Мужчина тряхнул головой, как уставший пес. Виски заныли от безуспешных, но упрямых поисков ответов. Увы, мозг натыкался на такие стены, которые порушить был не в состоянии.

Вдруг, отвлекая от ненужных мыслей, сфера в руках начала мелко вибрировать. Послышался тихий треск, словно лопнула очень тонкая скорлупа. На безупречной глади матового стекла проступили синие, как вены, трещины. Всего на мгновение, но не прошло и пары вздохов, как они появились снова, более толстые и длинные, задержались дольше, хрустнуло сильнее. Переливающийся внутри свет пошел рябью, тепло, греющее ладони стало жаром, но мужчина, как завороженный смотрел на происходящее перед ним волшебство, не смея сделать вдох. Он словно смутно понимал, что именно сейчас должно произойти и замер в предвкушении… Трещины появились еще раз, запульсировали и застыли, хаотичное движение охряного света под гладью хрупкого стекла замерло, а спустя миг, более узкий край сферы вдруг раскрылся, как бутон баирских лилий, и из него лучом ударил свет. Мужчина зажмурился чуть раньше, не позволив вспышке ослепить себя. Хруст ломающегося стекла заполнил все пространство разрушенного зала, эхом проносясь куда -то в глубину пещер.

Мужчина судорожно сжимал в руках сферу, зажмурившись изо всех сил, но не почувствовал тот момент, когда пальцы перестали ощущать стекло и уткнулись в мягкую, живую плоть, такую же горячую, как только что опаленный металл. Шара больше не было, но посмотреть, что осталось на его месте, мужчина боялся.

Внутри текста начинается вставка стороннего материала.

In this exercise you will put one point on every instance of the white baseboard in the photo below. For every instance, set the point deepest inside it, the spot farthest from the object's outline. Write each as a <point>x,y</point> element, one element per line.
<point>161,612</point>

Когда он, наконец, с опаской приоткрыл один глаз, то, что сжимали его руки, возмущено пискнуло, а затем по погруженному в темноту залу волной прокатился самый обычный детский плач.

Шаг первый

Огненный диск висел почти над башнями замка. Он лизал горячим языком розовый мрамор дворцовых стен и гранит Внутренней стены столицы. В этот предполуденный час на улице Харота рискнул бы остаться только самый смелый – разноцветные палатки уличной ярмарки на торговой площади были собраны, овощные телеги накрыты тентом из хансулатской холщевки до самого вечера, скот убрали со двора еще за час до того, как жара стала совсем нестерпимой. Месяц молодого пламени – первый месяц лета – был в самом разгаре, и ни для кого не было секретом, какой жалящей в этот период была ласка дневного светила. Южная территория владений Наместника Баспарта вымирала на несколько самых горячих часов, чтобы приняться за работу вновь, сразу, как с моря потянет прохладой.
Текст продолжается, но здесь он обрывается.